When Everything Changes, Change Everything

I recently heard that phrase from a colleague. Turns out it’s the name of a self-help book designed to guide individuals through a personal crisis, but it’s also the perfect way for organisations to think about Covid-19.

There has never been a better time to think about changing your team or organisational culture.

For years I’ve heard leaders bemoan the fact that they don’t have a ‘burning platform’, a catalyst that will motivate and energise their people and focus them on making the changes they need to make. We didn’t ask for Covid-19, but there’s no denying that alongside the horror of a pandemic, it also offers us a significant moment of reflection.

Most organisations are already well advanced in the process of re-thinking their strategy in some form. Whether it’s who they target, what they offer or how they get it to market, they’re checking to make sure their unique combination of ‘who, what, how’ still makes sense as we work towards establishing a Covid-safe world.

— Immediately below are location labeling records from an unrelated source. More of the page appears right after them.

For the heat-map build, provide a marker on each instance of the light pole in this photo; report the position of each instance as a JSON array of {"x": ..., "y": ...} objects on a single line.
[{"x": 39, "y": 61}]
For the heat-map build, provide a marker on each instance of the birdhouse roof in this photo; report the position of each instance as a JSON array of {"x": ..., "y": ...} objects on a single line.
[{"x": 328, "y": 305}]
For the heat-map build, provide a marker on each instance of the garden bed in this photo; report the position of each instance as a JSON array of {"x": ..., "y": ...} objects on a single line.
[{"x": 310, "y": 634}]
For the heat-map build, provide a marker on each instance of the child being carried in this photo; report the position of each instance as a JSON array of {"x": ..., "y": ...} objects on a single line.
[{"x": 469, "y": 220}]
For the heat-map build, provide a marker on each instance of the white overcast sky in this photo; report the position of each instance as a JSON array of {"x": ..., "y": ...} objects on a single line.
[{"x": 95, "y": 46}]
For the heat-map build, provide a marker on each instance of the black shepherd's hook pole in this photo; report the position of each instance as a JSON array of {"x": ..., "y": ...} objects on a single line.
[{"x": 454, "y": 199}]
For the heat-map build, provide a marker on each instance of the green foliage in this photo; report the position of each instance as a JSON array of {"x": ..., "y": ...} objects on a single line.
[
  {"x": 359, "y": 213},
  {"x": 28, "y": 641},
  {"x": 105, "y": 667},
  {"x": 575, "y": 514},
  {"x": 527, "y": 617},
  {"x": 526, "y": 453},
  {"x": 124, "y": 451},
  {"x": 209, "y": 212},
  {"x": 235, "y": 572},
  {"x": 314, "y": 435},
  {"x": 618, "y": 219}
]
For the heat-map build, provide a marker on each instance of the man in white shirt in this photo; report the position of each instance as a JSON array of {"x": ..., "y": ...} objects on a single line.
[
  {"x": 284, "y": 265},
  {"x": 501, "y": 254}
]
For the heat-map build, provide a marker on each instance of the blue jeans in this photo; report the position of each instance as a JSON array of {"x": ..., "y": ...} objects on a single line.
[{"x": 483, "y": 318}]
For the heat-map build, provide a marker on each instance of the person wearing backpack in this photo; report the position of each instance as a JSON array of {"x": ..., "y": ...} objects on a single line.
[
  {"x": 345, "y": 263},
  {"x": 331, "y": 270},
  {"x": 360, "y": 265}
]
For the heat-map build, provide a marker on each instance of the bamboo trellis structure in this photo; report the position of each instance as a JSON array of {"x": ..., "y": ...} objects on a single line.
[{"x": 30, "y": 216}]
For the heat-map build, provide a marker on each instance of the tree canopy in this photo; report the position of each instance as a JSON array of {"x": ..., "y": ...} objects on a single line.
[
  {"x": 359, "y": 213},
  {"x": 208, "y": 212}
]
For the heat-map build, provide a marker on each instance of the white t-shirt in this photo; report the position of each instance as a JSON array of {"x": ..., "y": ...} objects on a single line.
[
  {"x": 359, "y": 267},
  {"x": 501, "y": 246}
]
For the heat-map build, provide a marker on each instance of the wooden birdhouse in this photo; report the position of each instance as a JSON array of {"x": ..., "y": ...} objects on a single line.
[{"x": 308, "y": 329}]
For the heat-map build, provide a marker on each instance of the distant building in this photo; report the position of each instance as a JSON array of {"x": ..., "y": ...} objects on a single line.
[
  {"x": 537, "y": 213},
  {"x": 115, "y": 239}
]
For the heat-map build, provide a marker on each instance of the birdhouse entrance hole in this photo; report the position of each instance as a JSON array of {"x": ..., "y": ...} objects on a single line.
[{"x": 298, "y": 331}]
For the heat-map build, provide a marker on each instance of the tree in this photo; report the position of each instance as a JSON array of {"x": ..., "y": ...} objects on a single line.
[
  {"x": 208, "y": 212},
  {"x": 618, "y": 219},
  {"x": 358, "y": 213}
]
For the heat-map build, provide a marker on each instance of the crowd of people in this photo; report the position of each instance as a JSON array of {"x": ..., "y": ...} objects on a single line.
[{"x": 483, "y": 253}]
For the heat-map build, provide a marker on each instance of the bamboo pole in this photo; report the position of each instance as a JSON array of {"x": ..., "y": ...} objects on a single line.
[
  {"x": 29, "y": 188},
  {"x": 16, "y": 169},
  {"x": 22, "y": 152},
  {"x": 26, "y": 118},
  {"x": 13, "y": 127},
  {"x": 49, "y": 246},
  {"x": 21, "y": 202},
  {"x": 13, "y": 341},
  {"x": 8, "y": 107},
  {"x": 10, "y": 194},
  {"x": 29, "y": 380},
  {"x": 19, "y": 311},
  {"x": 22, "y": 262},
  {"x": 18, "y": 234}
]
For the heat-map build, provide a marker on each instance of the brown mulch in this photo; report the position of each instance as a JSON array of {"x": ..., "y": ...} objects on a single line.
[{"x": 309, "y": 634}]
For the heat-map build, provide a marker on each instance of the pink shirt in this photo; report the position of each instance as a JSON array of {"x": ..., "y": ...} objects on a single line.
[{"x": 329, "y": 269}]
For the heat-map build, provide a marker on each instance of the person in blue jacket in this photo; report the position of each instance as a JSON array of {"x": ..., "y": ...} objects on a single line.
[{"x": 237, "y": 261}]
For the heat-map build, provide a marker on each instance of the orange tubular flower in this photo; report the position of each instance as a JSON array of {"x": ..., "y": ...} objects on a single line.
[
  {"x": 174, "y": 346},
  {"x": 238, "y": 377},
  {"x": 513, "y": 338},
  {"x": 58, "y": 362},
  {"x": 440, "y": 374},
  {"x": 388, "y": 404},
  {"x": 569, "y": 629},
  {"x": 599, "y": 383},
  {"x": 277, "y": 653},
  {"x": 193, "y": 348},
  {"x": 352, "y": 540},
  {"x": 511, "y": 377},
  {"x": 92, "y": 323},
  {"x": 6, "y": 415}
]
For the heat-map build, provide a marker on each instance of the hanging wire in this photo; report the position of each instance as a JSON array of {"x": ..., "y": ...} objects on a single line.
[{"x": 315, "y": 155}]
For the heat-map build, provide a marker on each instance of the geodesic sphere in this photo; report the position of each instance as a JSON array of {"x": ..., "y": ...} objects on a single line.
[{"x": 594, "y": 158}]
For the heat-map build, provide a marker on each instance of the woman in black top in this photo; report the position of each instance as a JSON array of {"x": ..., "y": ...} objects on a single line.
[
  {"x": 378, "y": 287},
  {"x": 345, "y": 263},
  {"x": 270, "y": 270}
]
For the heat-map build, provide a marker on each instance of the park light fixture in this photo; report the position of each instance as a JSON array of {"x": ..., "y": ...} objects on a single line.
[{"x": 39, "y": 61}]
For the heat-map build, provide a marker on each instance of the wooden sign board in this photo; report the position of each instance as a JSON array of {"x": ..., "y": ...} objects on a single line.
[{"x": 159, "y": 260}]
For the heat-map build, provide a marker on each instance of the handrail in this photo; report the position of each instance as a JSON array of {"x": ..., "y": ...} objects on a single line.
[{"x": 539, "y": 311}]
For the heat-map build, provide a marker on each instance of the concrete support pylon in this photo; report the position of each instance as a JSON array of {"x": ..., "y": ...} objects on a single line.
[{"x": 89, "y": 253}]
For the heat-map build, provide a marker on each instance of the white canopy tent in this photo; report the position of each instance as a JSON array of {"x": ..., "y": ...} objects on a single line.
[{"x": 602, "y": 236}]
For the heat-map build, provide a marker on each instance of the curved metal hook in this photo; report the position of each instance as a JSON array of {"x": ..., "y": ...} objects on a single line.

And, more than ever, they’re also asking why. What is the meaning behind our work. What contribution do we make to the world beyond making money. All this reflection is as essential for organisational performance as it is for our collective sanity.

What some have forgotten is that a new strategy without the culture to execute it successfully is just a piece of paper. One that will be paid lip-service, but almost certainly ignored when the really hard decisions come along. Strategy and culture are two parts of one thing. They are always changing and must constantly reinforce each other in an endless infinity loop.

Culture is the rules of belonging

Your organisation and your team already has a set of rules that dictate what earns or loses belonging in the group – those are the rules of belonging.

The rules of belonging are based on the behaviours that increase a person’s status and acceptance in a particular group at a particular time. So the rules hide in the interpretation of behaviour, not in the behaviour itself. Looking for them is a bit like looking at The Matrix, if you don’t know there’s something to see, you won’t see anything – but as soon as you know, you see rules of belonging everywhere. You may have seen that cartoon with the two fish in a bowl; one asks the other ‘how’s the water?’ and the other says ‘what’s water?’. Culture is like that. When you’re in it, it’s hard to see, but it fundamentally impacts everything we do.

The new rules of belonging may support and accelerate our new strategies or may hinder and delay them. The only way to know is to be deliberate about it. To identify the behaviours we need more of and less of and put in place clear actions to ensure they shift in the right direction. This happens most effectively through explicit, specific conversations with our people about what worked in the old world that will and won’t work in the new. Then putting in place new rituals and building new tribes who embrace and reinforce what the new good looks like around here; our new rules of belonging.

Your culture is changing right now

Our sense of belonging has been fundamentally disrupted and it’s less clear right now what the rules of belonging are. They’re changing. They’re unfrozen. The only thing we can be certain of is that they will refreeze again, and it may be sooner than we think.

That means your culture is changing anyway. Right now. Whether you’re actively managing it or not. It will happen by accident or it will happen deliberately.

Let’s seize the rare opportunity to make it deliberate.